Was bedeutet situationsorientierter Ansatz im Kindergarten?
Der Alltag in einem Kindergarten, der nach dem Situationsansatz handelt, muss in erster Linie reale Situationen im Kindergarten zulassen, sodass die Kinder Schlüsselsituationen erleben können, über die dann geredet werden kann. Ein durchgeplantes Programm findet sich in einem solchen Kindergarten also in der Regel nicht. Den Kindern wird zum Großteil freie Hand gelassen was die Gestaltung des Alltags angeht. So können sie von ihren Erlebnissen berichten und auf dieser Basis zusammen mit den Erziehern die täglichen Themen und Aktivitäten bestimmen. Hierbei werden sie selbstverständlich tatkräftig von den Erziehern unterstützt, die mit ihnen auch die Themen und Situationen besprechen und ihnen helfen, diese zu verarbeiten und aus ihnen zu lernen. Besonders gut geeignet für den Situationsansatz sind Situationen, die exemplarisch bestimmte Dinge veranschaulichen können, um die Kinder auf das Leben vorzubereiten.
Was sind die Grundsätze des Situationsansatzes?

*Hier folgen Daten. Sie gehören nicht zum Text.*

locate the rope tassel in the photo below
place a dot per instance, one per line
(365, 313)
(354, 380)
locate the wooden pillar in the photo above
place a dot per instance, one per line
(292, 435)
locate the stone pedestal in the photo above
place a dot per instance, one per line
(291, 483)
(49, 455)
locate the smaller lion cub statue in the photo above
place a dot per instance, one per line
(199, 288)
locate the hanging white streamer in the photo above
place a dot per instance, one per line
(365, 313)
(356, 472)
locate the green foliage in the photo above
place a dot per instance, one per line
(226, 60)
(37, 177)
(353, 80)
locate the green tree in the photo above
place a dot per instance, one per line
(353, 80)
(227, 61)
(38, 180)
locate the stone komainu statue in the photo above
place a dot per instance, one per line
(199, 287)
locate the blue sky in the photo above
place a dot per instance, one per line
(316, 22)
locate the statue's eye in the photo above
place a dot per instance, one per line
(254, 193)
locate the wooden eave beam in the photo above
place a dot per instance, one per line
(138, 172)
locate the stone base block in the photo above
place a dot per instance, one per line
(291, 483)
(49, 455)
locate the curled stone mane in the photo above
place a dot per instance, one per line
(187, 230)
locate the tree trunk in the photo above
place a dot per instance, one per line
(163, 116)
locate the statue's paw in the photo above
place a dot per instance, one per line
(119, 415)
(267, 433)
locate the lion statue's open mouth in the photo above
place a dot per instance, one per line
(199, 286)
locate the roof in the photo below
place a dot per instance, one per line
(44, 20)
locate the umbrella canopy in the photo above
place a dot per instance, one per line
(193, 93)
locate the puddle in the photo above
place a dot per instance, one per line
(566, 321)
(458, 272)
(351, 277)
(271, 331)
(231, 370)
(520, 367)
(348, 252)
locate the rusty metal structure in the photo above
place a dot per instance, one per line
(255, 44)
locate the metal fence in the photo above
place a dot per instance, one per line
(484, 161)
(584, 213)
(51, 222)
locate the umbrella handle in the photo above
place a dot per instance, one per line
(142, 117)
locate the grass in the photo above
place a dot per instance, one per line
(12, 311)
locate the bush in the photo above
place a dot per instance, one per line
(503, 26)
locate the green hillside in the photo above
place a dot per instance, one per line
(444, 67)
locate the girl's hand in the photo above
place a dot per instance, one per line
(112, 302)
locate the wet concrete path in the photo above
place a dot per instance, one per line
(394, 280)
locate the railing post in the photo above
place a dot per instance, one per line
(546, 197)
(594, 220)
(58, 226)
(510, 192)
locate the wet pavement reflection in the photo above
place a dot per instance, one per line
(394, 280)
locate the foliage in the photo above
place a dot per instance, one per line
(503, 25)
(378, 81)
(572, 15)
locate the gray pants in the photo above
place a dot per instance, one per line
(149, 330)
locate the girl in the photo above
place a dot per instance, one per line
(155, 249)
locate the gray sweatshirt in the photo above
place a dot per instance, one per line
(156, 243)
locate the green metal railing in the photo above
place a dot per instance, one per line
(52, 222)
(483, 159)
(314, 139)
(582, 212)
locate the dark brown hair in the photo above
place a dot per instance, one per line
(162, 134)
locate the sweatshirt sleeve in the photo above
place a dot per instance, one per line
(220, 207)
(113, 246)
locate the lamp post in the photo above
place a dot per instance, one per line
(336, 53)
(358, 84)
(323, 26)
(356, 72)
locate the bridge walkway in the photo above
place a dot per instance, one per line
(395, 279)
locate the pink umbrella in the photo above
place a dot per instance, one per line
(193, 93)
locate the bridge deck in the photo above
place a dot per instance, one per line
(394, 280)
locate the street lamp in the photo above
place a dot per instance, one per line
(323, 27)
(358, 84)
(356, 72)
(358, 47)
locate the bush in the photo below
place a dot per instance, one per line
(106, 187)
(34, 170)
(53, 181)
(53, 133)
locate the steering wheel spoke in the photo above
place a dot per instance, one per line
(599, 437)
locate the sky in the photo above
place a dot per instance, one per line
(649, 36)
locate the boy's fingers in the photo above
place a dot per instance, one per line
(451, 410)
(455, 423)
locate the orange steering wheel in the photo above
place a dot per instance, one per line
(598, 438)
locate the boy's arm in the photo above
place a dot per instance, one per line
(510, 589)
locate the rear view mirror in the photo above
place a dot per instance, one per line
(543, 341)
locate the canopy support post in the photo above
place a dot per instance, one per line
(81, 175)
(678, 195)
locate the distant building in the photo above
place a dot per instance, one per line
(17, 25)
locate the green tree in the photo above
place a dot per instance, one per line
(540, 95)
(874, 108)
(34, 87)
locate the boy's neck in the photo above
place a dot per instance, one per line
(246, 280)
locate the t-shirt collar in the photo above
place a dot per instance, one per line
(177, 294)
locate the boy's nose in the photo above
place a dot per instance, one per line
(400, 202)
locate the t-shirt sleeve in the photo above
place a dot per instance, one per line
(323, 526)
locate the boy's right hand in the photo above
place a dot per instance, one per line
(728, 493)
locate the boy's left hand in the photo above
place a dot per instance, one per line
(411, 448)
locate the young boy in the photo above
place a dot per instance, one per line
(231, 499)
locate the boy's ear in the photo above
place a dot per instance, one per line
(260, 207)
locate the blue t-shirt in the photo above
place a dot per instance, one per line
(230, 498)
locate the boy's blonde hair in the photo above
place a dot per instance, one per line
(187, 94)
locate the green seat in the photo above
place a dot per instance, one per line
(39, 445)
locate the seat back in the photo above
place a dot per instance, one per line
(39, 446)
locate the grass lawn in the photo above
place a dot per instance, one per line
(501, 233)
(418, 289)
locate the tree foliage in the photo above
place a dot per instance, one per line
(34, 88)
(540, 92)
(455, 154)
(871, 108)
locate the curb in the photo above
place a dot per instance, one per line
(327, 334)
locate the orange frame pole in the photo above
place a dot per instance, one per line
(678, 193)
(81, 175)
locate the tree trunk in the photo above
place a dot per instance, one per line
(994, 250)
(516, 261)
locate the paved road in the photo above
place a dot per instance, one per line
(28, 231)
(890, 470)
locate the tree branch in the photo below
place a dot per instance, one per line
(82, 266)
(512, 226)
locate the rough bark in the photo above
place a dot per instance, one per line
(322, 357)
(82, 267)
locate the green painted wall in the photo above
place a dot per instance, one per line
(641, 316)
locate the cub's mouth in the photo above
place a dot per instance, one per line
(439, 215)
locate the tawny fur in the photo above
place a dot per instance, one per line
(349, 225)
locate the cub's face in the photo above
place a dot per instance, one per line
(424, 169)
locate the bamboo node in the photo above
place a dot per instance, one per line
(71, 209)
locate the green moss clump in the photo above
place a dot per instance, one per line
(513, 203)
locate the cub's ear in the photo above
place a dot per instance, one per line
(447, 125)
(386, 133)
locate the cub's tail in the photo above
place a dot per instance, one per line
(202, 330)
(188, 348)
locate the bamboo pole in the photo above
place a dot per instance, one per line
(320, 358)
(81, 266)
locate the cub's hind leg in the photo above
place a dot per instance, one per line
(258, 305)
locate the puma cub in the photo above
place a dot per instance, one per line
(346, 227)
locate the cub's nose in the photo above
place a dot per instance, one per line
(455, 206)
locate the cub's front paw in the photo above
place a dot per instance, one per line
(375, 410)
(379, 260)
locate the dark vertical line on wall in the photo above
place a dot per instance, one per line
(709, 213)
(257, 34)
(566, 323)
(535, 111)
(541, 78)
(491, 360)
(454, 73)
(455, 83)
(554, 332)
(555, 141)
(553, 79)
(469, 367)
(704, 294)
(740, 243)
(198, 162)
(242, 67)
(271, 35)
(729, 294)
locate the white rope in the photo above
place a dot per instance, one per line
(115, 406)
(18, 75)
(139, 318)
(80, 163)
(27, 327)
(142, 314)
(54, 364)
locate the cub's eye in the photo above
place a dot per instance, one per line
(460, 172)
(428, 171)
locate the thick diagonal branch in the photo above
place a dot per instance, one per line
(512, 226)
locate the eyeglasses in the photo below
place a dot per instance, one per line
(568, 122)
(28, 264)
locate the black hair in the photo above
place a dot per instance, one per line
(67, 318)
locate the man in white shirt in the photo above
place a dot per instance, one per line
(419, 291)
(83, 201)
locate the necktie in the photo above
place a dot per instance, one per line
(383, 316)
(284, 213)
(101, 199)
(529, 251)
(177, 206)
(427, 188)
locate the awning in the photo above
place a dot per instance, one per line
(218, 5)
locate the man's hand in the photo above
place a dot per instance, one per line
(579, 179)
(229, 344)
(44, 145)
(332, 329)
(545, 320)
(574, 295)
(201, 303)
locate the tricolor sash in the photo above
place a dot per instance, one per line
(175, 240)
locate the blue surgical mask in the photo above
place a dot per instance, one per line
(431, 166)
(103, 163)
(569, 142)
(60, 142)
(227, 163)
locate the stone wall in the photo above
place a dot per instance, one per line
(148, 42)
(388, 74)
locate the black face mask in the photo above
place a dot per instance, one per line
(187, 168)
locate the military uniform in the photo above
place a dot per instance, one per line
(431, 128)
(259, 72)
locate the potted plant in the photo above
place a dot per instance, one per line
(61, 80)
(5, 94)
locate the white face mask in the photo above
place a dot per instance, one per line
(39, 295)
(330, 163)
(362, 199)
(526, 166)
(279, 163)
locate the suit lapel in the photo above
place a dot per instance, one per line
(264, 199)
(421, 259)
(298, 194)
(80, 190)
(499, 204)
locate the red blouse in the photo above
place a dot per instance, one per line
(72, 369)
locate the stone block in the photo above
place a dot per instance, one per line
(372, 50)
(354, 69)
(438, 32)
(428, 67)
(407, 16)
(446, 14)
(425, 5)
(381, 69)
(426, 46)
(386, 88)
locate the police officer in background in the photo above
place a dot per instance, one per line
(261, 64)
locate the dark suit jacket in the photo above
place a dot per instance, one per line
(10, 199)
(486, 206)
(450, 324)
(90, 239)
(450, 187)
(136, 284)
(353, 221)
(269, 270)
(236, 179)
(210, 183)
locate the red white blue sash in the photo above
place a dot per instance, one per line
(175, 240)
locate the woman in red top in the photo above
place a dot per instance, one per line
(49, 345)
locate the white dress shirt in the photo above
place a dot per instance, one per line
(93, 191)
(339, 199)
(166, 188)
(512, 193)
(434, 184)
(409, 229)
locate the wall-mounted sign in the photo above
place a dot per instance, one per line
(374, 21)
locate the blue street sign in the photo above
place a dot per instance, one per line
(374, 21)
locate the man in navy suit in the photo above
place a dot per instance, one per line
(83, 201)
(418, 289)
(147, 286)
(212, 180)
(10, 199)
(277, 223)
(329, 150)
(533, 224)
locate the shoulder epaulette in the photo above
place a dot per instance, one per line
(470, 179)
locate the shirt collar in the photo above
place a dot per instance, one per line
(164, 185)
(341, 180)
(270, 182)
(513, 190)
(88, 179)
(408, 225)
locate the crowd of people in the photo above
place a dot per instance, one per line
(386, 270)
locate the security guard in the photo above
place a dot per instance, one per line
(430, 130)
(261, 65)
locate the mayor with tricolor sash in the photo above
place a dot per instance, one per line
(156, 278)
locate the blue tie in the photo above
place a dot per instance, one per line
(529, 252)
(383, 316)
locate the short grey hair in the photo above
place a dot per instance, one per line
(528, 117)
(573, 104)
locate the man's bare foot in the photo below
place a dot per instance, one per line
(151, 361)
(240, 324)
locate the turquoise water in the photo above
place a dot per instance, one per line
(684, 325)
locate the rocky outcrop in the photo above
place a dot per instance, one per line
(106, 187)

Um das Konzept des Situationsansatzes näher zu bestimmen, hat das Institut für den Situationsansatz in der Internationalen Akademie an der FU Berlin 16 Grundsätze für Kindergärten formuliert, die mit diesem Konzept arbeiten wollen. Zusammengefasst ist in erster Linie wichtig, dass der pädagogische Alltag im Kindergarten auf den Erfahrungen basiert, die die Kinder im Alltag erlebt haben. Um dies zu gewährleisten, muss natürlich herausgefunden werden, welche Schlüsselsituationen die Kinder erlebt haben. Hierfür ist nicht nur wichtig, dass im Kindergarten die Möglichkeit besteht, dass sie solche Situationen erleben, sondern auch dass in Erfahrung gebracht wird, welche Schlüsselsituationen sie zu Hause erlebt haben. Damit die Erzieher diese wichtigen Informationen erhalten, ist ein ständiger Dialog mit den Kindern und auch deren Eltern notwendig. Wurden die Situationen erst einmal erarbeitet, ist es zwar wichtig, dass die Erzieher die Arbeit mit den Situationen planen, allerdings sollten sie hierfür auf Input von den Kindern vertrauen können. Diese sollten aktiv an der Gestaltung des Alltags und der einzelnen Räume im Kindergarten beteiligt sein. Die Erzieher müssen erkennen, dass sie den Kindern nicht nur etwas beibringen können, sondern dass auch sie fortlaufend immer etwas Neues dazu lernen. Der letzte Punkt, der beim Situationsansatz groß geschrieben wird, ist die Offenheit. Hiermit ist vor allem die Offenheit für neue Erfahrungen gemeint und die Möglichkeit, sich frei zu entfalten. In diesem Sinne werden die Kinder mit anderen Kindern unterschiedlichen Alters und unterschiedlicher sozialer und kultureller Herkunft zusammengebracht. Auch auf eine stereotypische Rollenzuweisung, die Mädchen und Jungen aufgrund ihres Geschlechts in eine bestimmte Schublade steckt, wird verzichtet.
Der Situationsansatz beschreibt ein pädagogisches Konzept, bei dem Wert darauf gelegt wird, dass die Kinder aus alltäglichen Situationen lernen. So sollen sie ihr Selbstbewusstsein und eine eigene Meinung bilden und anschließend vertreten können.